Il faut également – en attendant de la décliner à un niveau de maille plus fin – générer des représentations fortes du changement de cap au niveau de l’entreprise : construction participative du futur plan stratégique, politique forte en faveur de la QVT, investissement dans les pratiques de feedback en particulier. L’incarnation de cette nouvelle culture dans les premières phases du programme sera essentiellement portée par les dirigeants sous la forme de visites de terrain, conférences, engagement RSE…, un rôle nécessitant un accompagnement spécifique et une articulation forte avec la communication interne. Ce dernier point est essentiel pour cadrer et alimenter les messages que reçoivent les collaborateurs, sans ignorer les canaux extérieurs aux deux entreprises (presse, réseaux sociaux…).
Par exemple, dans les mois qui ont suivi le rapprochement de Fnac et Darty, le nouveau Groupe a mis en avant le respect de l’identité de chaque enseigne, en mettant l’accent sur les forces de chacune : capacité d’innovation de la Fnac et service de Darty. Parallèlement, les deux partenaires ont entamé très vite un travail sur une culture commune, notamment en élaborant le premier plan stratégique du nouveau groupe.
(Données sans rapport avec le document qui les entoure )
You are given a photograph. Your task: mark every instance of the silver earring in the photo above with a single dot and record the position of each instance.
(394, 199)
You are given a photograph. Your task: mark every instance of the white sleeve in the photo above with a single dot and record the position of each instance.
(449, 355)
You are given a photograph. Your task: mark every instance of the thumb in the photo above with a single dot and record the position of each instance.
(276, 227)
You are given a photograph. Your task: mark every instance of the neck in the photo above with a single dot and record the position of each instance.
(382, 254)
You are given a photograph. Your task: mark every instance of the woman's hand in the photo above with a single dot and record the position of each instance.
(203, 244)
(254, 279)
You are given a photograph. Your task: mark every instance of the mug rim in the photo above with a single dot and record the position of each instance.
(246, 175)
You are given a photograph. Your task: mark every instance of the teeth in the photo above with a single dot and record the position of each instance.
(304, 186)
Comprendre les cultures en profondeur
La construction de la culture cible au moment d’un rapprochement requiert une évaluation approfondie des cultures des deux entreprises et une analyse comparative pour en identifier les marqueurs forts et différenciants de chaque acteur. Cette évaluation s’initie dès la phase de construction de l’entité cible et en prévision du dossier social ; elle est réalisée de manière objective et représentative de l’ensemble des strates de l’entreprise. Emmanuel Copin, DRH au moment du rapprochement entre Malakoff Mederic et Humanis, partage ce retour d’expérience[3] : « Pour réaliser notre diagnostic culturel, nous avons interviewé la moitié du top management, des managers des deux structures et nous avons réalisé des micros-trottoirs afin d’associer les collaborateurs et être le plus représentatif possible ».
Pour évaluer une culture d’entreprise, l’essentiel est :
- d’avoir un référentiel d’analyse partagé et commun pour les deux entreprises,
- de mobiliser une grande partie des collaborateurs :
- soit par la réalisation d’enquêtes de perception,
- soit au travers d’ateliers avec des représentants des deux entreprises afin de permettre de dépasser les clivages historiques et les idées reçues.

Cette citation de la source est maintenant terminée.